CEAP: A New Method with Theoretical Guarantees
To address resampling variance, the researchers introduce CEAP, an improvement on EAP-IG that includes a theoretical guarantee. According to the paper, CEAP can substantially lessen resampling variance. The method's enhanced stability makes it more reliable for identifying important components across different data samples.
The Challenge of Rephrasing Variance
Rephrasing variance arises because prompts with different templates tend to activate different circuits in the model. The authors argue that this makes it challenging to find a comprehensive circuit that explains and controls the model's behavior on a task expressed in countless templates. They suggest that this phenomenon indicates LLMs may be inherently hard to steer.
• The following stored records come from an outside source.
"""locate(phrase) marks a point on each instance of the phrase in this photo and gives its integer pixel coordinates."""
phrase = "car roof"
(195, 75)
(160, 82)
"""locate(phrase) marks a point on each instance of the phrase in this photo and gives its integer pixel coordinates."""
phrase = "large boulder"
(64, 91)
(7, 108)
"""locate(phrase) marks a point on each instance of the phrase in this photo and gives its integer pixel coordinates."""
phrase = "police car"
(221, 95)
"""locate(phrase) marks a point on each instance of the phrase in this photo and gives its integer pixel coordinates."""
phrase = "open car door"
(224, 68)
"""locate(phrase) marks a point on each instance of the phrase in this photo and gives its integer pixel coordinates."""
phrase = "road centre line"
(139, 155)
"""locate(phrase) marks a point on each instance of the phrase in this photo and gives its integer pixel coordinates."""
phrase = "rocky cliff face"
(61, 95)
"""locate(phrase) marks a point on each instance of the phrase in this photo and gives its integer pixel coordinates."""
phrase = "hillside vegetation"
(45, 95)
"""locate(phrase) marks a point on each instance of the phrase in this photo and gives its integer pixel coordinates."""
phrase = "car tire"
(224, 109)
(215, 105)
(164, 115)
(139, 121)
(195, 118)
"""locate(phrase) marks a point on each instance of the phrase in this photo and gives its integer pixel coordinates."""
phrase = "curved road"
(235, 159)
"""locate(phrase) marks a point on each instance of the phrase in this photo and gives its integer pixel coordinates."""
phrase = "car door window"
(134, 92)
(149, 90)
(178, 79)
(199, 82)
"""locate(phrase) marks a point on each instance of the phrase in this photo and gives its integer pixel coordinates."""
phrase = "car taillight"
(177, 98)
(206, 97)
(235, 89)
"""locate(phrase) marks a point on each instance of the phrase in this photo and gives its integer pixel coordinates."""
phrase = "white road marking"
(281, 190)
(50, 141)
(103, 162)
Interestingly, the paper notes that sparsity, which has been claimed to form more compact and interpretable task circuits, fails to solve this problem.
Sample-Wise Variance: Mostly Benign
Regarding sample-wise variance, the authors argue it is largely benign. Extremely poor unfaithfulness scores often stem from how unfaithfulness is defined rather than from defects in the measured circuits. They show that the magnitude of unfaithfulness is affected by selective contribution scaling, a neural mechanism that accounts for the extremely poor scores sometimes observed.
| Variance Type | Definition | Key Insight |
|---|---|---|
| Resampling variance | Circuit changes with new data batches from same distribution | CEAP method reduces this variance |
| Rephrasing variance | Circuit shifts when prompts rephrased | Suggests LLMs may be inherently hard to steer; sparsity doesn't help |
| Sample-wise variance | Unfaithfulness fluctuations across individual samples | Mostly benign; poor scores due to definition, not circuit defects |
For enterprise technology decision-makers, this research underscores the importance of understanding the limitations of current interpretability methods when deploying LLMs in production environments. While circuit discovery can pinpoint relevant components, variance across rephrasings and data samples means that a single discovered circuit may not reliably represent model behavior for all inputs. The CEAP method offers a step forward in reducing resampling variance, but the fundamental challenge of rephrasing variance suggests that steering LLMs with high reliability remains an open problem.